The first line of technical defense against any computer intrusion is the architecture of the network infrastructure that the computer is connected to. The fact that worms like Conficker are so successful in their metastasis is “in your face” proof of just how insecure today’s IT Infrastructures are. If they weren’t so insecure then these worms would have a minimal impact. What’s even more interesting is that worms are “dumb” and people can’t seem to keep them out of their networks, so what are people going to do when hackers come knocking?
In simple terms a worm is little more than a dumb, self replicating, repeating computer program that uses some mechanism (network, usb sticks, etc) to send copies of its self to other computer systems. A worms survival hinges on its ability to communicate with other computer systems and on its ability to gain entry into new uninfected computer systems. If it can’t do one or the other then it can’t spread and it will eventually die. If it can do both with relative success then it will likely survive for some time. The more hosts that a worm infects, the more potential hosts it can infect assuming that its method of gaining access isn’t patched before the host is infected.
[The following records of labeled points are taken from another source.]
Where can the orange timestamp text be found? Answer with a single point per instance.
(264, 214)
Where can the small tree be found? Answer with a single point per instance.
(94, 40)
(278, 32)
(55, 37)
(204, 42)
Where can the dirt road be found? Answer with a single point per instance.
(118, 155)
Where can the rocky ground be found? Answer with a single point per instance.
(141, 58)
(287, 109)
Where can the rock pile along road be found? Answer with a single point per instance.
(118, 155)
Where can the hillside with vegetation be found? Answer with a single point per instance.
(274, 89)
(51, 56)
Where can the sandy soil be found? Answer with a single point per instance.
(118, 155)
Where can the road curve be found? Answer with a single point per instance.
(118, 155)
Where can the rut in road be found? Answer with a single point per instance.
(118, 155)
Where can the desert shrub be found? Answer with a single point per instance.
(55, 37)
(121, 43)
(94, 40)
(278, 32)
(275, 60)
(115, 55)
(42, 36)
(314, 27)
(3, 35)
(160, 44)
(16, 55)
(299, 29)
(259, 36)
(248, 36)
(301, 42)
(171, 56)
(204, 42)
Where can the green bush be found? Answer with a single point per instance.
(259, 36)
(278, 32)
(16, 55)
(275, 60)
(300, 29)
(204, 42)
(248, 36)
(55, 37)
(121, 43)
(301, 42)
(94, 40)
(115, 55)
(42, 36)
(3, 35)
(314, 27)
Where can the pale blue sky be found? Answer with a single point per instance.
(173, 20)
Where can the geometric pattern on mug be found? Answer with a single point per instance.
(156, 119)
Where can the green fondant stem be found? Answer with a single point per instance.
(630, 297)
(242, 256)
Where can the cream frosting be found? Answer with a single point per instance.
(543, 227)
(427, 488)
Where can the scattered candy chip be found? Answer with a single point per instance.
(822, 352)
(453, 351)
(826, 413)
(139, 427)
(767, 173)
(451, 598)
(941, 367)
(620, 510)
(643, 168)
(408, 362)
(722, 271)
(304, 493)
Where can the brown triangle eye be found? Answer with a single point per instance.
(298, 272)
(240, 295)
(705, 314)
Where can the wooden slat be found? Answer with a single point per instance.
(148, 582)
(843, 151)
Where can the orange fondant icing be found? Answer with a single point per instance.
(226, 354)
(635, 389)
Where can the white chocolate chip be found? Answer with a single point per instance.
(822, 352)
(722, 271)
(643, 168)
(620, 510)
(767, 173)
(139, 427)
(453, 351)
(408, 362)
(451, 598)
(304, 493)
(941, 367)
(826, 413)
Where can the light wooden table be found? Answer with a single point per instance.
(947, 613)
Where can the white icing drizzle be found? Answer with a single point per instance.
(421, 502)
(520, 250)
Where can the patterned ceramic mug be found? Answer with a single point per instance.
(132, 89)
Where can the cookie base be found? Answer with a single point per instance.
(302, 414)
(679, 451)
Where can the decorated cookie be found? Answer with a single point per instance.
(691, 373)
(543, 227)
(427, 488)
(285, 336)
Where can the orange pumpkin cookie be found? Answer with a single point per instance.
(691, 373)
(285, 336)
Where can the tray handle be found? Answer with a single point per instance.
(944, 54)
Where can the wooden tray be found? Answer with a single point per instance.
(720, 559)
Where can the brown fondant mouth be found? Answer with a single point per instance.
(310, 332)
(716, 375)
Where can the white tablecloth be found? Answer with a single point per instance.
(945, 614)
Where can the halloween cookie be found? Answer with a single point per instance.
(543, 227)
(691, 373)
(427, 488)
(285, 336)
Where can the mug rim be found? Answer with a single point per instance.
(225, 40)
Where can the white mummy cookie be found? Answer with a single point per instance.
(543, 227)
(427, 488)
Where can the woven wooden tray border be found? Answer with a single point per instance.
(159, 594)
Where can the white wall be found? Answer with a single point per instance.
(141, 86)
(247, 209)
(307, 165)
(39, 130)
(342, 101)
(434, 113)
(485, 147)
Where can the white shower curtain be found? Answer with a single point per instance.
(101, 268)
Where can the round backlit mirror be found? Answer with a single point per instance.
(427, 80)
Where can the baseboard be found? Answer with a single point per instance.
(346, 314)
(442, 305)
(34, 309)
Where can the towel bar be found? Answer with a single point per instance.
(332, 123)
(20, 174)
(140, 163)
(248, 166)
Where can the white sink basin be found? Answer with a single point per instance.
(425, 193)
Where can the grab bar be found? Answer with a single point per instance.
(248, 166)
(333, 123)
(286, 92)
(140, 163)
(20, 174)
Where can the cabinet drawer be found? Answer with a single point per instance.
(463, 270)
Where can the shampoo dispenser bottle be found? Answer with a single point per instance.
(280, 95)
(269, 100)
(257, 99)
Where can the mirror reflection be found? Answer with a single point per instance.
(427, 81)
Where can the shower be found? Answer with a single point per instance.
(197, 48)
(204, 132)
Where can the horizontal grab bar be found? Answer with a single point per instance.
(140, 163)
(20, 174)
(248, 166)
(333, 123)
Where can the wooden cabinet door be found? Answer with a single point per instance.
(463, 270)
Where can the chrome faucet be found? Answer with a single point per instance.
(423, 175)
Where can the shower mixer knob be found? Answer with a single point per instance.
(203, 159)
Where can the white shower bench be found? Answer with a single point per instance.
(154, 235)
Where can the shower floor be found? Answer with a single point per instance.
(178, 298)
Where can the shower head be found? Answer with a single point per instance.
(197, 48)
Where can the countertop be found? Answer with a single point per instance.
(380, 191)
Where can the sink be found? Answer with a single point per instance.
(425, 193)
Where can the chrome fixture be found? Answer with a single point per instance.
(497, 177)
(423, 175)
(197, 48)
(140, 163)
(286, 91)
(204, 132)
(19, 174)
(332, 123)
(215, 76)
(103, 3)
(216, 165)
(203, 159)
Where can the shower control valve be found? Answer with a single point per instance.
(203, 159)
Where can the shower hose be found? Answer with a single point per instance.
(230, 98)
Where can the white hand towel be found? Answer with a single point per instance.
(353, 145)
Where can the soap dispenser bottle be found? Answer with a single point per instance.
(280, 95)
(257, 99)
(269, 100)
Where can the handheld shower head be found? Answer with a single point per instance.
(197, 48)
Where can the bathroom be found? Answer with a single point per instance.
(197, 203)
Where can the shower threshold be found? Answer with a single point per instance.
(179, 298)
With that said, the not so obvious but highly effective way of defending against worms is to undergo an Advanced Penetration Test. The reality is that worms and hackers use the same techniques for gaining access to networked infrastructures. The primary difference is that a worm only has one method of attack and is restricted by its programming while a hacker is unrestricted and has many methods of attack. Therefore it is reasonably safe to say that if your network can stand up to an Advanced Penetration Test, then it can also resist a worm.
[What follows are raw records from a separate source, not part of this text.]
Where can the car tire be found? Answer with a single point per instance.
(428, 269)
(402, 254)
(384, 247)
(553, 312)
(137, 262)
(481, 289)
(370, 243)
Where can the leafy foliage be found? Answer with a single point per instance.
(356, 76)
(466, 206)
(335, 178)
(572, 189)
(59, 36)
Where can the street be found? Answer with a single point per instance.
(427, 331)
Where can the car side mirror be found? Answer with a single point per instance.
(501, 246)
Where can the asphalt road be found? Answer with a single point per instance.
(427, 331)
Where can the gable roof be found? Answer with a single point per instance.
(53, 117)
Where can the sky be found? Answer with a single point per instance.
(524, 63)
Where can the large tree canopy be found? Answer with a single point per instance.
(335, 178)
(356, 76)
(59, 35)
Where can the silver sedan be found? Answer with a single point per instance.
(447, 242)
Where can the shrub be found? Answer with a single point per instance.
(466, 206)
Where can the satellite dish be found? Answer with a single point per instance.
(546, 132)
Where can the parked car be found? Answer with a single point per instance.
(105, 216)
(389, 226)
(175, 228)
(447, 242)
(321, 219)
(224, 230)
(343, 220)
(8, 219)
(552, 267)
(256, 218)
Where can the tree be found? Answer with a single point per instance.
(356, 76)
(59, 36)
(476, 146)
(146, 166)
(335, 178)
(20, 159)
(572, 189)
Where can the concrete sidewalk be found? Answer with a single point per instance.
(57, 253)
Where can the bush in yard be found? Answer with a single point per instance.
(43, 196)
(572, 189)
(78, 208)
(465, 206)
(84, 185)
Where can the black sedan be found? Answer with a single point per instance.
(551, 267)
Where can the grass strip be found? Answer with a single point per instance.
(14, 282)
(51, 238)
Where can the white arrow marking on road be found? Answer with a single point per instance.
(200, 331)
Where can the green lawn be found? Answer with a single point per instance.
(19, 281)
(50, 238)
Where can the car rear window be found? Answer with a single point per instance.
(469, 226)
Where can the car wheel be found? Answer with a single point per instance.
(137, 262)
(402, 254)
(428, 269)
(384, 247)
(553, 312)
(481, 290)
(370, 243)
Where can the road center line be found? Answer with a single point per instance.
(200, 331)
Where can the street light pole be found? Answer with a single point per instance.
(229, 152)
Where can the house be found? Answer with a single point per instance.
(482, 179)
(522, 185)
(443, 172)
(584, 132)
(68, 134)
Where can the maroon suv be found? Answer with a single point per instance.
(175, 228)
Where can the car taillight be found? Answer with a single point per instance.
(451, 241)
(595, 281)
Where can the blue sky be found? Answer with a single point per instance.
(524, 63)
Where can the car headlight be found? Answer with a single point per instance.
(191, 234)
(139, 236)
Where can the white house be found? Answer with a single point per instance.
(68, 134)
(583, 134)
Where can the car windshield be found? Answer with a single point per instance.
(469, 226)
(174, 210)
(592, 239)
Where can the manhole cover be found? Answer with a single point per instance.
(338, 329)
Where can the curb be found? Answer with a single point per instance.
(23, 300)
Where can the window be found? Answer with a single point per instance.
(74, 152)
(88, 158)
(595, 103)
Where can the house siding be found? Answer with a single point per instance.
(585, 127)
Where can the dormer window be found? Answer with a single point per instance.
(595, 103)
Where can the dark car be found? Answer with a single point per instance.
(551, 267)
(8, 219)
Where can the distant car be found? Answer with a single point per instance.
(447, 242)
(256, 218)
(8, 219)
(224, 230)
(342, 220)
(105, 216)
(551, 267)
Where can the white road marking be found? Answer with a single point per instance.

Lets use the Conficker C worm as an example of what I am talking about. On April 1st the Conficker C worm will enter its Domain Generation Algorithm. It will go out and download a new command and control file over HTTP, install that file, and then do god knows what. Conficker C is dependent on most networks allowing unrestricted outbound HTTP access.
In the last penetration test we (Netragard) did my team used a PDF document infected with a payload that was designed to establish an outbound connection back to our office over HTTP. Specifically, the PDF docment contained an exploit for a vulnerability in Adobe Acrobat. When the document was opened it injected connect back shellcode into memory of the victim’s computer system. That computer system then established a connection back to us over HTTP and we were able to tunnel back in over that connection to gain control over the victim’s system and eventually the network.
As a step toward remedation we recommended to our customer that they only allow authenticated and authorized outbound HTTP and HTTPS connections. They took that recommendation to heart and implimented controls to prevent those unauthorized connections. An unforseen result of our services is that our customer’s network disrupts Conficker’s communications channel. (Conficker relies on unrestricted oubound HTTP). Now, even if they have infected nodes on their network, those nodes will not be able to establish outbound HTTP connections to the command and control servers. Conficker on their network is mostly disarmed.